The owner, who asked not to be identified by name, said that after he placed the order with PetCare Rx, he received a telephone message from Vets First Choice stating that it had his pet’s medication.
“I was like, what is Vets First Choice? I had no idea what this company is,” he said. “I thought they were a branch of PetCare Rx, or it was like a mortgage or student loan, where they sell the loan. I had no idea how it worked.”
Pyper’s owner said the message didn’t mention a transfer. “I never got anything clear [such as], ‘I know you didn’t order from us, but is it OK for us to fill it?’ They left me a message saying the prescription was being sent, and they left an 800 number if I had any questions for the pharmacist, which of course, I didn’t, because he’s taken this medication for a while.”
Pyper is 7 and has issues with his heart and pancreas.
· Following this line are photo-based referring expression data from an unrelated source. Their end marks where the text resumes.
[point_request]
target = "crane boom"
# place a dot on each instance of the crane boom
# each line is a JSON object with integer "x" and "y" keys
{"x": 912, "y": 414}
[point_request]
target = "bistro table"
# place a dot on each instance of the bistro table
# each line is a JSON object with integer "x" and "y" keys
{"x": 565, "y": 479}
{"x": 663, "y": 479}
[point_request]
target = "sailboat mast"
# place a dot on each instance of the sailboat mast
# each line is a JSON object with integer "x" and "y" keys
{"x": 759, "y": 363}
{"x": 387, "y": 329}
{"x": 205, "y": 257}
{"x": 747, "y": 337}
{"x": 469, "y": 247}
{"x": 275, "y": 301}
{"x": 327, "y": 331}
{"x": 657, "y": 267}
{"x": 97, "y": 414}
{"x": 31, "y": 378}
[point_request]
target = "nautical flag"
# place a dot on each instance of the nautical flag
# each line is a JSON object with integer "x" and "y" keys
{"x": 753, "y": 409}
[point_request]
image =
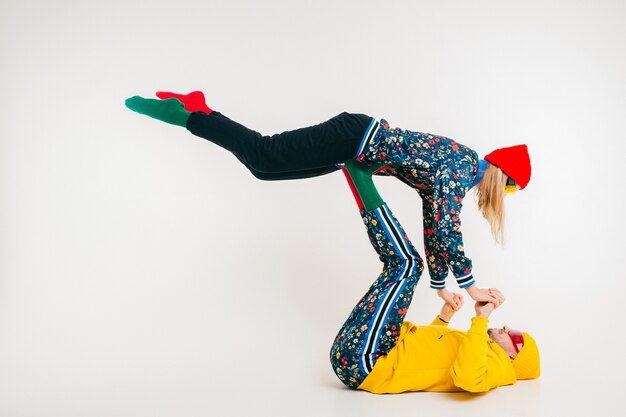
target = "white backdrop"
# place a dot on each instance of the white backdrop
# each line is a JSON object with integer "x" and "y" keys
{"x": 145, "y": 272}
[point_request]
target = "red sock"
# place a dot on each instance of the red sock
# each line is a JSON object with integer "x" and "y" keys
{"x": 193, "y": 101}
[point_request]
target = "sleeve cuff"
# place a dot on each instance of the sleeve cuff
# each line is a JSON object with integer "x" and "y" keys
{"x": 465, "y": 280}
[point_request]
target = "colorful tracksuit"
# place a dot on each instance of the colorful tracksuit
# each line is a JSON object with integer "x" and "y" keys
{"x": 376, "y": 351}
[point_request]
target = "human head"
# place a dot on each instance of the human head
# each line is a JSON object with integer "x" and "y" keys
{"x": 514, "y": 161}
{"x": 525, "y": 362}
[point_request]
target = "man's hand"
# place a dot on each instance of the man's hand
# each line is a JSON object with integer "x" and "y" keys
{"x": 484, "y": 309}
{"x": 490, "y": 295}
{"x": 451, "y": 298}
{"x": 447, "y": 311}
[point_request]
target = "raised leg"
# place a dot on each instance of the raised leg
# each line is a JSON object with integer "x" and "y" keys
{"x": 373, "y": 327}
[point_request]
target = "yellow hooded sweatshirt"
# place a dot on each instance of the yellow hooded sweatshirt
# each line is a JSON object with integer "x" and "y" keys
{"x": 437, "y": 358}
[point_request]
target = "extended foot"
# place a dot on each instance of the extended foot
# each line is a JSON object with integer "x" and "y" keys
{"x": 193, "y": 101}
{"x": 169, "y": 111}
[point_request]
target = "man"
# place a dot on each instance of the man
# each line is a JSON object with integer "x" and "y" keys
{"x": 377, "y": 351}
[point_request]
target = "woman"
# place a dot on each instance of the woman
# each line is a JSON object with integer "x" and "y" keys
{"x": 440, "y": 169}
{"x": 376, "y": 350}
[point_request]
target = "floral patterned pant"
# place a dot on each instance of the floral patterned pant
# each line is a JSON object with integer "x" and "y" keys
{"x": 373, "y": 327}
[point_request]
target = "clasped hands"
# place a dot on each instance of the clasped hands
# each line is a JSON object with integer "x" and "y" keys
{"x": 487, "y": 300}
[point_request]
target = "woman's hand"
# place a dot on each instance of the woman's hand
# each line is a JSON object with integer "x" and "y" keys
{"x": 488, "y": 295}
{"x": 483, "y": 309}
{"x": 451, "y": 298}
{"x": 447, "y": 311}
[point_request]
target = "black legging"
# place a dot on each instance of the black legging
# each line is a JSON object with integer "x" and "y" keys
{"x": 300, "y": 153}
Because the cat regularly takes three medications and requires multiple visits to the veterinarian each year, including for twice-yearly X-rays and ultrasounds as needed, his owner is eager to save money on prescriptions. He doesn't care which pharmacy dispenses the drugs, provided it’s reputable. “As long as it comes to the house and the price is competitive, I don’t mind [switching],” he said.
However, he never really knew what Vets First Choice was, so he didn’t go back to that pharmacy. With the next prescription for Vetmedin, as before, he mailed it to PetCare Rx. That time, PetCare Rx filled it.